I’m going to be out of town for the next week without any opportunity to post, but I hope to follow-up with a four-part discussion on Romans 12:1-2. In the meantime, Mueller will be sure to keep you company. Since my time is limited, I thought I would post a quote from John Owen that God used to convict my heart. I hope that you will find it equally stimulating.
Confessional and Functional Theology:
One of the major problems that I see in the Evangelical church today, and even in my own life at times, is a chasm between confessional and functional theology. What I mean is simply this, what we say we believe does not always dictate what we actually do. Our profession does not match our practice, even though it ought to guide it. This is true not only of personal habits, but of ministry methods as well. Instead, our behavior often evidences pragmatism (“whatever works best”) in the place of living out genuine biblical convictions in the church and in our personal lives. The answer, according to Owen, is intimate communion with God as the doctrines of the gospel penetrate our minds and grab hold of our hearts. Then, the overflow of our lives will be careful obedience to and delight in the person and truths of God.

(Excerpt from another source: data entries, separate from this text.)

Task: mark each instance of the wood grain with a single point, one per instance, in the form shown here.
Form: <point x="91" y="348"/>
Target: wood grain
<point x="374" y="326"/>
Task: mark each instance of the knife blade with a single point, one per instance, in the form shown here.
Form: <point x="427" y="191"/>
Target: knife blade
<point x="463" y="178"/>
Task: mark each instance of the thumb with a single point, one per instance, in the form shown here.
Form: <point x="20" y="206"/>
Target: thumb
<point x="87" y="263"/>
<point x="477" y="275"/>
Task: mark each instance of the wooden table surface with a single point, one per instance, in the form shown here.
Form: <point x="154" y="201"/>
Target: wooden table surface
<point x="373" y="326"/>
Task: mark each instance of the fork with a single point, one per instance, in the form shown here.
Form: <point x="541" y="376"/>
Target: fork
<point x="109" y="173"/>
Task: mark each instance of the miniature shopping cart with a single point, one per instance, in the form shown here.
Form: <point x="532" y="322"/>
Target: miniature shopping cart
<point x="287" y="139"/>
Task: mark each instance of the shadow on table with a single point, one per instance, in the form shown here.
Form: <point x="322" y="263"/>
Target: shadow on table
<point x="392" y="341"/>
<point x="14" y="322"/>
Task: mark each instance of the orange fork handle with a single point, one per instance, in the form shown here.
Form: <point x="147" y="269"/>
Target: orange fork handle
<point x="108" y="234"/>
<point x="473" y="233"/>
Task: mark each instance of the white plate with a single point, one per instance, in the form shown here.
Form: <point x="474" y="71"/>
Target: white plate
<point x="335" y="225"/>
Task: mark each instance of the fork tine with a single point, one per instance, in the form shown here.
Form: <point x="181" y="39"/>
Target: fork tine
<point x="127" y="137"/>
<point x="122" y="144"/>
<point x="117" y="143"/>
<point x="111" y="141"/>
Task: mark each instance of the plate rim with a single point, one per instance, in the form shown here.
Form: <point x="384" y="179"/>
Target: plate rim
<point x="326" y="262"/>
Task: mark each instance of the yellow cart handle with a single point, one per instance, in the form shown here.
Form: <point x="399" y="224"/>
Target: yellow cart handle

John Owen: “When the heart is cast indeed into the mold of the doctrine that the mind embraces;… when not only the sense of the words is in our heads, but the sense of these things abides in our hearts; when we have communion with God in the doctrine we contend for,–then we shall be garrisoned by the grace of God, against all the assaults of men… Let us, then, not think that we are anything the better for our conviction of the truths of the great doctrines of the gospel… unless we find the power of the truths abiding in our own hearts and have a continual experience of their necessity and excellency in our standing before God and our communion with him.”
Have you considered in what ways do your profession and practice fail to line up? Is your faith merely confessional or is it also functional? These are painful, but necessary questions.